Censors, quite like Xi himself, don’t believe in reasonable limits. Recently they went so far as to temporarily ban the letter “N” because people were using it in equations calculating how many five-year terms Xi might serve. Nor do censors restrict themselves to conversations directly related to Communist Party politics. Just weeks ago, they decided to go after #MeToo postings, as discussions of sexual harassment risk bringing down powerful business and government figures. As a work-around, mainland internet users started pairing rice and rabbit emojis; the character for rice is Romanized as “mi” (pronounced “me”), that for bunny as “tu” (“too”).
Online evasions are not new. During Hu Jintao’s two terms as president, which ended in 2013, bloggers mocked his signature campaign promoting a “Harmonious Society” via satirical discussions about crabs. Though the written characters for both terms are different, in homophone-rich Mandarin, “hexie” can either refer to harmony or river crabs.
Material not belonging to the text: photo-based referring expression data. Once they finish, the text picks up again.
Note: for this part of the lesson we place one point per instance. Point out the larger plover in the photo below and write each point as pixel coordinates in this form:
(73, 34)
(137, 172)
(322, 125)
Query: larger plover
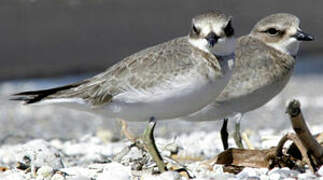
(169, 80)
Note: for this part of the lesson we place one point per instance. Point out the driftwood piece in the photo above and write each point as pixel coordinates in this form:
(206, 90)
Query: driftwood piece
(304, 148)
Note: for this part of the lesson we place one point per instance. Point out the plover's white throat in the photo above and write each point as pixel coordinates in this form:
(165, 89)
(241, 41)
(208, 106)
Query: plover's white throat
(264, 61)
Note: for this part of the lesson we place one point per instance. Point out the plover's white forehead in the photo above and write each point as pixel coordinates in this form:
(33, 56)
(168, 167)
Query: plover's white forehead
(212, 21)
(280, 21)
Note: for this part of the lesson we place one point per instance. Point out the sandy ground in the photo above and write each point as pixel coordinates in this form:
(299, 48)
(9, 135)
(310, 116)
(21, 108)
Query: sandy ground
(84, 146)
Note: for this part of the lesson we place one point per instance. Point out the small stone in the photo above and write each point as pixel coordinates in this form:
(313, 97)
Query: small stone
(168, 175)
(320, 171)
(173, 148)
(45, 171)
(58, 177)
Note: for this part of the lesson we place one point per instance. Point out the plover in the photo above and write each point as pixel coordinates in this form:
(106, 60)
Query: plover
(169, 80)
(264, 62)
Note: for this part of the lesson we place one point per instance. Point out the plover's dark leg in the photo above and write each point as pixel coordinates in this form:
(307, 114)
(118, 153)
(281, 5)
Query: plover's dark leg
(149, 143)
(126, 132)
(237, 134)
(224, 134)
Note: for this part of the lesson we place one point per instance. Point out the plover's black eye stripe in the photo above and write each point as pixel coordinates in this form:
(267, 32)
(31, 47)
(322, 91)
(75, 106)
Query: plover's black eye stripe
(196, 30)
(272, 31)
(228, 30)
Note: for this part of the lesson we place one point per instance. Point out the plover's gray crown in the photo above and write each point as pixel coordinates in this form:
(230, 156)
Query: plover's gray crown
(168, 80)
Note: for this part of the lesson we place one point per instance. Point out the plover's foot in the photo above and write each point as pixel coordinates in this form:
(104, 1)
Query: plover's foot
(237, 136)
(150, 146)
(225, 134)
(126, 132)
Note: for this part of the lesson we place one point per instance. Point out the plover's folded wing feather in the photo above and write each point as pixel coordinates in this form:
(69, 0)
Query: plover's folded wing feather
(143, 71)
(259, 66)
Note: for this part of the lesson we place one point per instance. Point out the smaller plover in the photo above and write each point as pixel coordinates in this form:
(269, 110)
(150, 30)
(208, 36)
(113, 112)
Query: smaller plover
(264, 62)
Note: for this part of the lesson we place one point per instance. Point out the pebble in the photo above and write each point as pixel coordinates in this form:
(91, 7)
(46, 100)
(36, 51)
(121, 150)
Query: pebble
(78, 158)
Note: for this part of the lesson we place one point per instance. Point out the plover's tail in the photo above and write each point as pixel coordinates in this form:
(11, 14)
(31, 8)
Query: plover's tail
(30, 97)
Deep knowledge of Chinese history, culture and language is necessary to understand many online moves and counter-moves. But it’s not always required. Even those with only a passing interest in China can grasp why critics of a Communist Party leader with imperial ambitions have brought up George Orwell’s “Animal Farm,” and why censors have made mention of the book verboten.
These evasive maneuvers are often cute (images of King Winnie) or scholarly (historical allusions) or stunningly innovative (mi tu). They are also, of course, symptomatic of something deeply disturbing.
The stifling of civil discourse has intensified on Xi’s watch; hundreds have been arrested for blog posts and social media comments that crossed the government’s line. This process has been part of a broader repression of civil society, which includes the 2015 arrest of five feminist activists, the forced closure of nongovernmental organizations such as a leading women’s legal clinic in Beijing, and the detention of activist lawyers and journalists.
As the state exacts greater prices from those who dare to speak out directly, the number of people willing to take the risk of writing open letters warning of Xi’s concentration of power has dwindled. Hence the proliferation of animal memes, which, given the party’s recent move on term limits, is unlikely to slow any time soon.
Maura Elizabeth Cunningham and Jeffrey Wasserstrom are co-authors of the updated third edition of “China in the 21st Century: What Everyone Needs to Know,” which will be published by Oxford University Press this month.